There’s a subgenre in horror/sci-fi cinema, where a limited number of people are trapped in a contained space and terrorized by some malevolent force. They are picked off, one by one, leading to climax and resolution. There may be a term for this, I don’t know. “Alien-type” maybe. I don’t really want to put the time in researching whether or not there is. After all, most of these films are awful. I did come up with an acronym, however. Arguably, more time was needed to come up with the acronym than researching terms for these dogs, but it was fun. So, from this review forward, films where a small cast is in a reclusive environment where everyone (almost) dies, will be referred to as SCREWED movies. That’s Small Cast, Reclusive Environment, Where Everyone (almost) Dies. How clever.

Quarantine is a SCREWED film. From 2008, Quarantine also follows a well-worn rule in film: beware films not screened for critics. This film was released, head hung in shame, without ever having been seen by the likes of Roger Ebert or A.O. Scott. Thank goodness for me, then. I am not a critic. My motives for writing about film are selfish. I don’t get paid for it, nor am I a true student of the art of film. And, I’ve never met a film I wouldn’t watch. Instead, I write about film because I find it interesting, and the pop culture references increase traffic on this website (barely).
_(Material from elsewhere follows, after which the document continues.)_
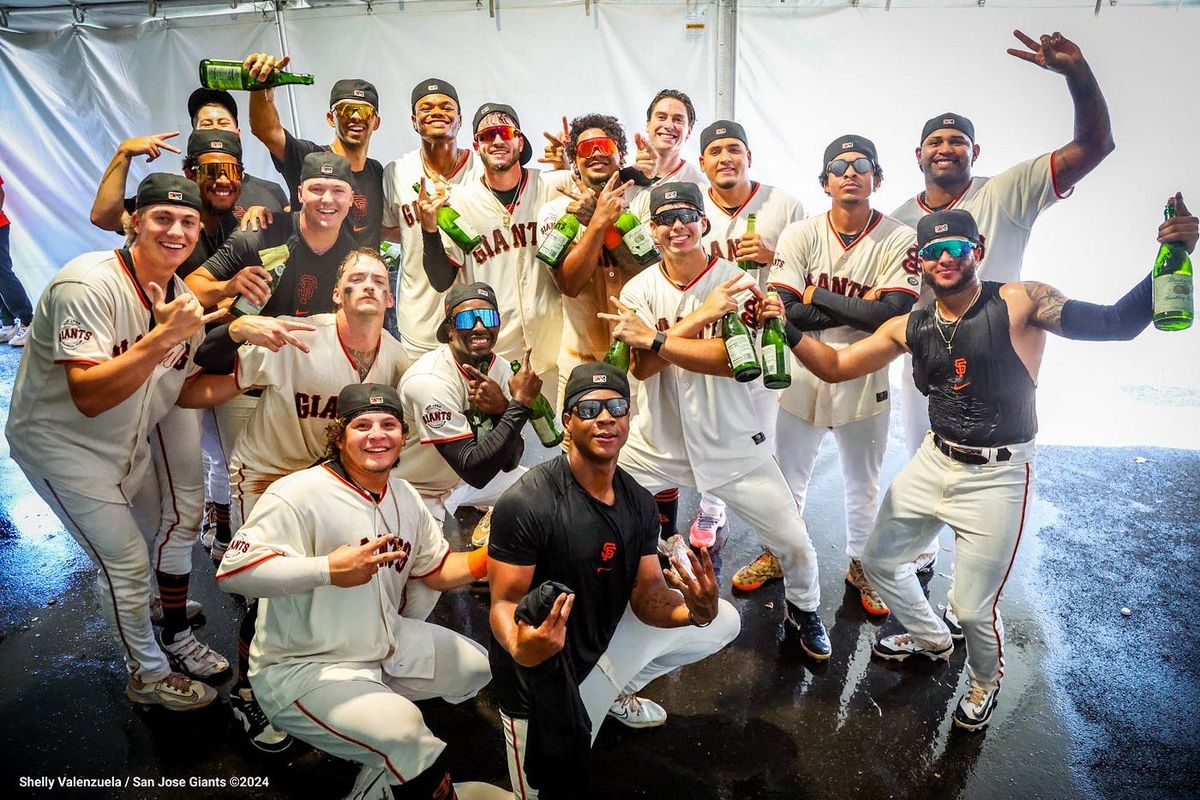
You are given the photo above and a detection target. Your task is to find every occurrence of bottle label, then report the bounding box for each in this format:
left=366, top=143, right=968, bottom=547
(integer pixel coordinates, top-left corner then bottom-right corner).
left=1154, top=272, right=1192, bottom=315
So Quarantine wasn’t screened for critics. That was a decision made by studio suits who felt that inevitably negative reviews would hurt the film’s bottom line. That may have been a good decision. Quarantine made cash, tripling its production budget. Would that have been different, had critics had the chance to drag it over the coals? We’ll never know. Had they had the chance, however, there is little doubt the film would have been lambasted for its derivative nature. Not only is Quarantine a remake of a Spanish film, [•Rec], it is another entry in the modern zombie genre, where the supernatural forces that animated the dead in traditional zombie fare have been supplanted by biological causes, usually malicious, that alter the living. In addition, it was filmed in found footage, the faux documentary/reality style that has been variously popular the last decade.
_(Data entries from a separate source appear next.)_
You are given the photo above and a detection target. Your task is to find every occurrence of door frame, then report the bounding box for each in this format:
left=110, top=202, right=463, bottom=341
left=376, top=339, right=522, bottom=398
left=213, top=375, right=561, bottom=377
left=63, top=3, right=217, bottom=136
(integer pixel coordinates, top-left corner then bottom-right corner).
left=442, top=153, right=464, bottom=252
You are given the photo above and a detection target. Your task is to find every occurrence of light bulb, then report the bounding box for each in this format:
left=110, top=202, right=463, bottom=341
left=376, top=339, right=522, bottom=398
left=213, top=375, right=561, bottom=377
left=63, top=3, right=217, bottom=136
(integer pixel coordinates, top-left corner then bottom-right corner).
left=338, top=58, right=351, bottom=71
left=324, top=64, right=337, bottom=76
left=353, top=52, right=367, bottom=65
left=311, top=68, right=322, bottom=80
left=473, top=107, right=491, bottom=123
Found footage is an extremely skittish method of filmmaking that is very hard to present as anything other than a gimmick. When a character is the cameraman, the first question a viewer asks is, “Why?” Why is this better than traditional storytelling, and how do the filmmakers plan on keeping this from being annoying? The camera is supposedly being wielded by a real person, one of us out here in the real world. Apparently, none of us know how to keep a camera still, resulting in cinematography that is charitably described as shaky. However, found footage films are not told just from the perspective of the character wielding the camera. In keeping with the naturalistic nature of the camera movements, the actors are encouraged to give naturalistic performances, which is a euphemism for improvisation, and a lack of rehearsal time and/or scripted lines. In short, every found footage film demands perfection from its cast, while simultaneously forcing them to work with a marginal concept in a low budget environment.
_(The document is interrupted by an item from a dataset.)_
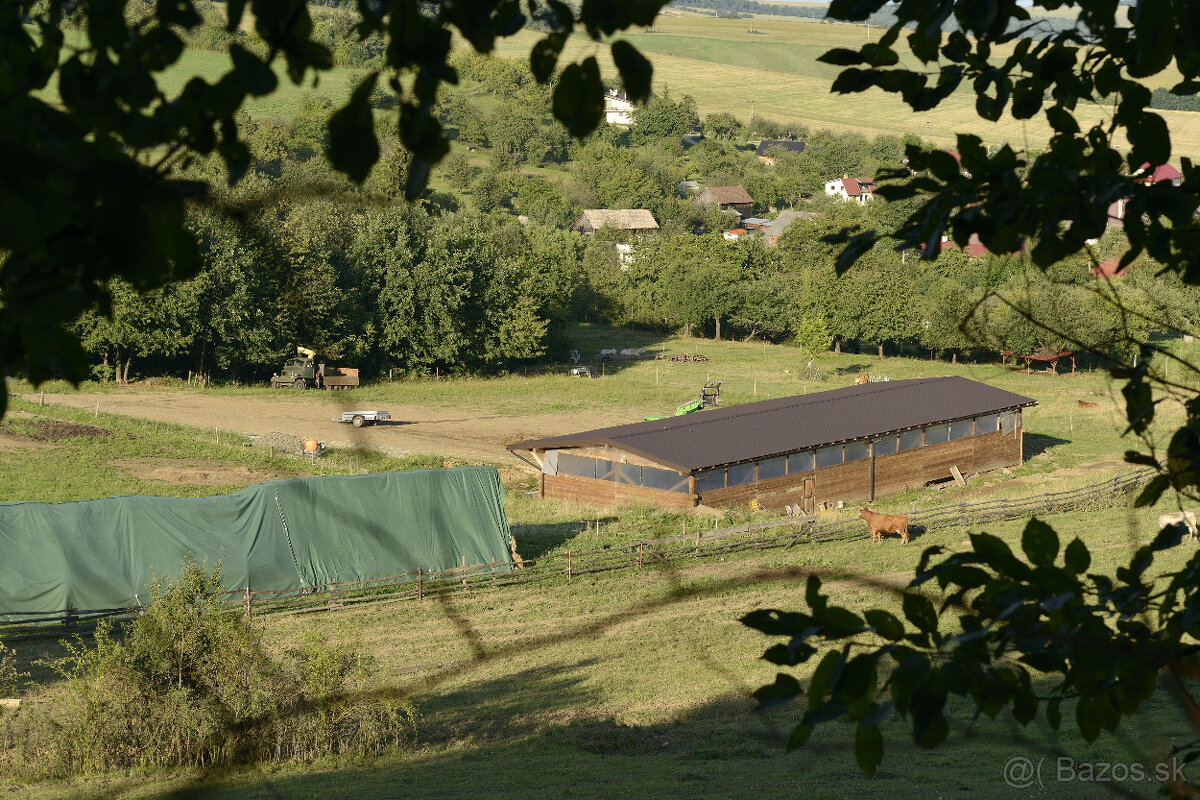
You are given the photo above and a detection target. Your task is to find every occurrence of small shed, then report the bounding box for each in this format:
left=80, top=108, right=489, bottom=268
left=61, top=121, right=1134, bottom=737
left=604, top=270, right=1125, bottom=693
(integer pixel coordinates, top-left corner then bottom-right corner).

But that assessment is an indictment of the cast, which is unfair. This ensemble, made up mostly of television extras and guest stars, is far from what fails the film. Had Quarantine been filled with the cast of the great hallmark of SCREWED cinema, Alien, the film still would not have worked. Most of the cast was pushed to the periphery, a real achievement in a film like Quarantine, which is very contained. More than an hour in, members of the small cast come and go with such irregularity it’s hard to keep track of them. This may have been intentional, and it does focus attention on the three characters who are central to the plot, but it adds a strange layer of confusion where there should be none. In a less complicated way, I guess I could say there wasn’t enough character development.

The main focus of the story is on Jennifer Carpenter, who plays Angela Vidal, one of those pretty television reporters who is relegated to filing stories about schoolchildren fishing for trout in the Harlem Meer or the running of the brides at Filene’s Basement. It makes one cringe. Carpenter plays her part well, convincingly, to the point I can’t tell if she is vacuous or is just playing it. What I can say is, good job. Her performance could easily turn viewers off, especially towards the end, where her character loses the moorings of her reason, but up until she turns helpless, she deserves the screen time she gets.

The film is creepy, and doesn’t commit the sin of being a horror film with no scares, but it tries so hard to imitate other films like Cloverfield or 28 Days Later that it plays like little more than an attempt at a payday. Had Quarantine been the first to employ the methods of its production, I would be hailing it as an enduring classic. It is not. Its crime is having no originality whatsoever, but pretending that it does.

One last note that I feel is all one needs to know about how Quarantine was filmed, and how misguided such a decision was. The found footage method dictates the tale be told from the perspective of one of the characters. Fine. The shaky camera is meant to represent how a normal person would film. Okay. But, the cameraman in Quarantine is a cameraman by profession. The footage he is supposedly filming is for a television show. The character is a professional cameraman, yet he is about as talented at keeping a shot still as any of the deadeyes from The Blair Witch Project or Cloverfield. This is yet more evidence that found footage is unnecessary and burdensome.